Yesterday I was doing some research for a caller asking about solicitors for investment advisers in the State of Texas. As usual, I got distracted by something else at the Texas State Securities Board’s website, and I wanted to share the following with the community. It’s very easy to read, and it makes some important points about securities in terms of how they’re defined and how much trouble you could get yourself into by violating registration requirements:
In recent years licensed insurance agents nationwide have been recruited by promoters of illegal schemes to sell unregistered investment products to the public in Texas and elsewhere. These products have included promissory notes issued or guaranteed by offshore entities, brokered certificates of deposit, contracts for the sale and leaseback of telephone and ATM equipment, and resort “timeshare” investments. Typically these schemes have been directed at senior citizens. As under the federal securities law, the Texas Securities Act defines the term “security” broadly to encompass virtually any instrument that might be sold as an investment. The law requires that securities and persons offering securities for sale in Texas must be registered with the Securities Commissioner unless a specific exemption from registration applies. It is a third degree felony for a person to violate a registration requirement.
Notice how the way an “instrument” is offered and sold is material to determining if the “instrument” is, in fact, a “security.” This explains why the SEC includes certain equity indexed annuities under the definition of a “security,” due largely to the method that the EIA’s are marketed and sold. If the EIA is marketed as a product with some upside, and with an uncertain return over the years, and if it’s offered as a way to replace other securities investments . . . well, that was close enough for the securities regulators.

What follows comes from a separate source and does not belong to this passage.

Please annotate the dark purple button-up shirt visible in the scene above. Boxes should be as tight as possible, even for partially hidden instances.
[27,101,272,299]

So, there are very few investments that do not meet the definition of a “security.” Whole life, term life, and fixed annuities are not securities. Commodities futures contracts are not securities. Fully insured bank CD’s are banking products. But even in those cases, read the facts presented in the test question very carefully as you try to determine what is and is not a “security.”
In the real world, consult an attorney. Seriously. I wouldn’t sell shares of an S-corp to your brother-in-law without first digging into your state’s securities regulations and paying an attorney to advise you.